El discurso de la verdad. La verdad como forma de vida,
una encarnación de la verdad, los
“cínicos”, antiguos griegos precursores
sin misticismo (sin poner el alma de por medio) del cristianismo. Tan diferente
su significado de lo que recoge hoy día con esa palabra el lenguaje cotidiano.
El cristianismo tomó lo que le fue útil a sus propósitos y despojó al “cinismo”
de su verdadero sentido. Y le dio el que hoy todos conocemos. El diccionario de
la RAE recoge en sus acepciones primeras el origen en los filósofos griegos,
pero luego avanza así:
“Impúdico, procaz, que muestra cinismo,
desvergüenza en el mentir, desaseado, falto de aseo. Cinismo: Práctica de acciones o doctrinas vituperables.
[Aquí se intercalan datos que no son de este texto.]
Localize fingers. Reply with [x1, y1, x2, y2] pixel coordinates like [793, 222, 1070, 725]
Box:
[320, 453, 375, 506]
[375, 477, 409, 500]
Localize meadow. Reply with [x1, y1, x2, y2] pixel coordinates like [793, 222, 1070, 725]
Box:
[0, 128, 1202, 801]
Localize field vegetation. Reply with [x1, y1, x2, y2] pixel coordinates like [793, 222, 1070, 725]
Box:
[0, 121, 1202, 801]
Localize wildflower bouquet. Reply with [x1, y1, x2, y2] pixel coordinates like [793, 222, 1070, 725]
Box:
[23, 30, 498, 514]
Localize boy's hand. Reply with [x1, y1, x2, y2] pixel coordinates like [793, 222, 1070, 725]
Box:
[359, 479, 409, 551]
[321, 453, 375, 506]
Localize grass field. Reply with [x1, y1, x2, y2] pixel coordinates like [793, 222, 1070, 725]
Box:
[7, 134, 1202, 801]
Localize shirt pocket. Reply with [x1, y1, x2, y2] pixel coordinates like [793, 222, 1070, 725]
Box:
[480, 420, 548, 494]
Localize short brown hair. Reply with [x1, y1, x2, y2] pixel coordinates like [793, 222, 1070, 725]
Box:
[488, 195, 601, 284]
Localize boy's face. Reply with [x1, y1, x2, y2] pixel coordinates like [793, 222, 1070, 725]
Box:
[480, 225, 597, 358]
Afectación
de desaseo y grosería. Impudencia,
obscenidad descarada”. Tal vez motes provocados por la anécdota de Diógenes
masturbándose en la plaza pública, “si se puede comer en público, por qué no
esto, decía cínicamente…”
Se ha tomado de los cínicos el ascetismo, el vivir para
dar testimonio de la verdad (no la
revelada de los cristianos, claro), pero
se ha dejado en el camino lo que se podría considerar la “basura cínica”, incorporándole al
sustantivo sólo este adjetivo como sello
definitorio. Siempre me llamó la atención que tamaño descrédito en los términos
con que se les evoca fuera también el nombre origen de una escuela filosófica
de la antigua Grecia. La perversión (de dar vuelta) en la manera que adopta
nuestro lenguaje para ensalzar o desacreditar
lo que no coincide con la “voluntad de verdad” del emisor lleva a que ni
siquiera el diccionario sea un recurso veraz
para acceder al significado verdadero de las palabras. Que la historia
escrita sea tendenciosa, lo sabemos. Pero que también los diccionarios lo sean…
Bien. Siguiendo a la escuela cínica con la cual me identifico parcialmente (no soy un asceta, pero trato de que las palabras que salen de
mi boca sean afines y concuerden con mi
estilo de vida, mi presencia, mi accionar personal y hacia el mundo), me
reconcilia una vez más con la herencia que nos dejaron los griegos antiguos,
única fuente que encuentro aceptable para avanzar y profundizar en la epiméleia heautóu (inquietud de sí
mismo) de Sócrates y la parrhesía relacionada con la ética de la
vida que él preconizaba como base para
poder aprender y eventualmente enseñar.
La vida cotidiana y de relación con el mundo lo enfrenta
a uno casi sin darse cuenta con pensamientos, actos y hechos que ponen a prueba
ese modo de sentir, pensar, expresarse y
actuar “sin que medie el cálculo de las consecuencias” que dicho modo produce
en la sociedad, en la familia, en definitiva, en los otros. El decir verdad, el
vivir de modo que la propia vida se ofrezca como testigo
o testimonio de ello, requiere
coraje, el coraje de la verdad que ni el propio Sócrates alcanzó a definir en un diálogo memorable con
Nicías y Laques, pero que siglos después motivo de un libro imprescindible de
M. Foucault.
El coraje de la
verdad comienza en uno mismo, avanza en
uno mismo, se desarrolla en uno mismo, y termina en uno mismo, a veces,
desgraciadamente, antes de la muerte. Con maestros o sin maestros. Con ejemplos
o sin ejemplos visibles y comprobables. Como la vida, está en el interior de
uno, es el germen que aguarda desde que
abrimos los ojos al mundo, abrirlo a la luz a través de la epiméleia heautóu, es una decisión personal, un compromiso con la vida misma.